Multi-Object Tracking System

A modular and extensible multi-object tracking system that supports various detection and tracking algorithms. This system provides a complete pipeline for video processing, object detection, tracking, and visualization.

Features

Modular Architecture: Easily swap between different components (preprocessors, detectors, trackers, post-processors)
Multiple Detection Models:
- YOLOv8
- RT-DETR
- Grounding DINO
Multiple Tracking Algorithms:
- ByteTrack
- DeepSORT
Advanced Video Processing:
- Adaptive frame sampling
- Scene change detection
- Temporal smoothing
- Batch processing support
Visualization Tools: Built-in tools for visualizing detections and tracks
Configuration System: Flexible configuration system with defaults and easy overrides
Performance Optimized: Support for GPU acceleration and batch processing

Installation

# Clone the repository
git clone https://github.com/DanBenAmi/tracking_system.git
cd tracking_system

# Install dependencies
pip install -r requirements.txt

Quick Start

There are two main ways to run the tracking pipeline:

1. Using main.py (Recommended)

The easiest way to run the system is through main.py, which uses predefined configurations:

python main.py

The pipeline behavior is controlled through configurations in configs/run_configs.py.

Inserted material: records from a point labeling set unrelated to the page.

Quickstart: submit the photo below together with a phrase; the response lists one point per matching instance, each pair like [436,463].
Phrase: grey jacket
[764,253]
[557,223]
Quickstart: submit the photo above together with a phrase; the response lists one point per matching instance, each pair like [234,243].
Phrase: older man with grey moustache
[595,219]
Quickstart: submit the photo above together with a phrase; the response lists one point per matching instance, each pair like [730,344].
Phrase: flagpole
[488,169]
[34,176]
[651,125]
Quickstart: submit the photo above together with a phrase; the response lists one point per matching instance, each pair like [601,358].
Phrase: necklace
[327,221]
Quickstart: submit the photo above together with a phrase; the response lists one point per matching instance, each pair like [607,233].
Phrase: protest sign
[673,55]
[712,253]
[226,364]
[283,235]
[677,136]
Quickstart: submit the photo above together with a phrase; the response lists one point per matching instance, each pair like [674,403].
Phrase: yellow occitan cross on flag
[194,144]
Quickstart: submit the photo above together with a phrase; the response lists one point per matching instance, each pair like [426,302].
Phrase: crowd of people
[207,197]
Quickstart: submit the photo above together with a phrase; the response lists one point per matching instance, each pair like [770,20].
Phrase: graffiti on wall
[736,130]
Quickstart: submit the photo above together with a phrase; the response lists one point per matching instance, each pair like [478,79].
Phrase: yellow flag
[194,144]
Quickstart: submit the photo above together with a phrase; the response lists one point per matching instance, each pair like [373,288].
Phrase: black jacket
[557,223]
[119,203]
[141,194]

Here are the key configuration sections:

# Basic video processing settings
VIDEO_CONFIG = {
    "video_path": "path/to/your/video.mp4",
    "start_time": 180,  # Start processing from 3 minutes
    "end_time": 240    # Process until 4 minutes
}

# Visualization settings
VISUALIZATION_CONFIG = {
    "show_detections": False,  # Show detection boxes
    "show_tracks": True,      # Show tracking results
    "tracks_vis_params": {
        "display": True,      # Show visualization window
        "keep_size": False,   # Maintain original video size
        "frame_delay": 1/10,  # Playback speed
        "save_video": True,   # Save output video
        "output_video_suffix": "_visualized.mp4"
    }
}

# Output settings
OUTPUT_CONFIG = {
    "save_tracks": True,
    "tracks_format": "pickle",  # Options: pickle, json, yaml
    "output_dir": "output",
    "save_original_frames": True
}

2. Using the API (For Custom Integration)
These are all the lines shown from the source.